Atualizado: 22 de ago. de 2019

"Realmente, o mundo está cheio de perigos, mas ainda há muita coisa bonita, e, embora atualmente o amor e a tristeza estejam misturados em todas as terras, talvez o primeiro ainda cresça com mais força" - Haldir para Merry em 'A Sociedade do Anel'

Este texto principia com o fragmento de um dos diálogos de A Sociedade do Anel em que é possível vislumbrar imensurável pesar e consternação, evidenciando o quão poderoso o Inimigo se tornou, o quão longe sua mão negra se alastrou por sobre a Terra-média.


Trata-se do episódio em que a Sociedade é vendada para entrar em Lórien: o anão Gimli e todos os seus companheiros ingressam às cegas na terra de Galadriel e Celeborn. Legolas, um elfo, se entristece profundamente com isso, pois seus parentes o recebem com cauela naqueles tempos sombrios, ainda que por proteção...


Citar o excerto acima, contudo, não foi desprovido de intenção: ele se articula em duas vertentes, a do pesar, acima já descrita, e também como contraponto a tantas incertezas e dores que o Inimigo provoca. Nesta cena específica Haldir consegue manter acesa a chama da esperança, chama esta que somente será apagada quando o Amor deixar de existir.


E é justamente no Amor, considerado como uma virtude desde antes dos tempos do Estagirita até a contemporaneidade de Sponville e seu pequeno tratado das virtudes (e para além dele), que está a chave para a conclusão da Demanda do Anel, mais especificamente no Amor-Amizade. Cumpre já fazer esta importante associação entre o Amor e a Amizade desde logo, vez que, tal como ensina C.S. Lewis, a amizade é um dos quatro aspectos que o Amor pode assumir.

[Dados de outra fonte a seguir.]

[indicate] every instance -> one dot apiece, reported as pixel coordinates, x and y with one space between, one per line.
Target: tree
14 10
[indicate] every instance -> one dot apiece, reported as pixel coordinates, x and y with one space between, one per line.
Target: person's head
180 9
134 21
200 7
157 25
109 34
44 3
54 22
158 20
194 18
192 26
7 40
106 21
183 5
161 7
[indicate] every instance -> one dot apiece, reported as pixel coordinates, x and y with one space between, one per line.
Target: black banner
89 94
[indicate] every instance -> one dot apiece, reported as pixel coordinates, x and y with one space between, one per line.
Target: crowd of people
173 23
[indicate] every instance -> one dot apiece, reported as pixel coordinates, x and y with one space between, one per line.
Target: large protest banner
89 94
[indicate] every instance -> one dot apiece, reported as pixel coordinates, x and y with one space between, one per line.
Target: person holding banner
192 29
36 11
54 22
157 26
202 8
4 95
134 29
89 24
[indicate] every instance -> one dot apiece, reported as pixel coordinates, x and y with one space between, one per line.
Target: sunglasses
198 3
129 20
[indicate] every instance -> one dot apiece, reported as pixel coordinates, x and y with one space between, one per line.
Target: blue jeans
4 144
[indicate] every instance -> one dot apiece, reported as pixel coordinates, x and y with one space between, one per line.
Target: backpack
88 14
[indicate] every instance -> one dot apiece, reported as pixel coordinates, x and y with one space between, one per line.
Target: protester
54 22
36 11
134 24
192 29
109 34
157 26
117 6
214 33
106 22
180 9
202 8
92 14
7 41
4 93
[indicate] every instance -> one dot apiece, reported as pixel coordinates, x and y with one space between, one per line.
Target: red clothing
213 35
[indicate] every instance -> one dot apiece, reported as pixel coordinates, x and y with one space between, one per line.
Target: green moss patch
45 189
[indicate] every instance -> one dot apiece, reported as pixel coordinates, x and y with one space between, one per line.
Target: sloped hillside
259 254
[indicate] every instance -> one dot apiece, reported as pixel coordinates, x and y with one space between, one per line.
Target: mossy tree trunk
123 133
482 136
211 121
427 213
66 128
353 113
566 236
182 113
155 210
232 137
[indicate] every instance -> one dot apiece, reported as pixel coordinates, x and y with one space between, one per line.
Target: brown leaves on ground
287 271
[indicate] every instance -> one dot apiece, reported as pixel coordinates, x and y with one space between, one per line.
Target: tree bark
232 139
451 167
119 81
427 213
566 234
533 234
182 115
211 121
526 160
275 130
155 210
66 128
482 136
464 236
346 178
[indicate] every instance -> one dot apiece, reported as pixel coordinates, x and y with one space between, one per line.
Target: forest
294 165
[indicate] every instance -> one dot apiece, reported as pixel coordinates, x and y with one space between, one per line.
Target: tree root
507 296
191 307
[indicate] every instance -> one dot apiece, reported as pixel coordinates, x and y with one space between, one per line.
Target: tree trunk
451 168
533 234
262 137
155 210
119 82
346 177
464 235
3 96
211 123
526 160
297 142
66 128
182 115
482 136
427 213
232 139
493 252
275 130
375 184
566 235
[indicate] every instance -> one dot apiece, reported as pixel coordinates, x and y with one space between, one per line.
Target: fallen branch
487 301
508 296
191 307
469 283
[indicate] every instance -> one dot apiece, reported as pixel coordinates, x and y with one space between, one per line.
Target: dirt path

Em tempos de obscurantismo intelectual, de superficialidade das relações, de sentimentos descartáveis e de pouco diálogo dialético, falar sobre a amizade e sua construção é dos feitos mais sublimes e valorosos que alguém pode almejar e alcançar. Cristina Casagrande executa tal mister com brilhantismo em seu “A Amizade em O Senhor dos Anéis”, assumindo um munus de alta responsabilidade: passa a ser um estandarte brilhante, que atrai olhares quando o assunto é a amizade e sua prática (e tenho certeza de que deve ser muito cobrada disso em sua vida diária...).


Referida obra pode soar para alguns como uma obra de auto-ajuda, mais uma obra que toma carona numa obra que volta à evidência com a futura série da plataforma digital Amazon Prime. Que a capa bela e o título simples não enganem o leitor incauto, pois trata-se de uma jóia acadêmica brasileira: o tema foi garimpado e lapidado como trabalho a ser apresentado para uma banca de Mestrado em Literatura nas entranhas da Faculdade de Filosofia, Letras e Ciências Humanas da Universidade de São Paulo. E, por recomendação da banca, a jóia foi polida com esmero para formar esta linda edição publicada pela editora Martin Claret.

Com uma linguagem simples, mas trabalhando conceitos elevados e complexos, Cristina nos apresenta o conceito de amizade em Aristóteles e em São Tomas Aquino, conceitos estes que serão fundamentais para o desenvolvimento de todo este magnífico trabalho. Sem eles, e sem compreendê-los bem, o leitor poderá até não ter dificuldades de seguir, mas perderá o gosto doce do “miruvor” que se segue.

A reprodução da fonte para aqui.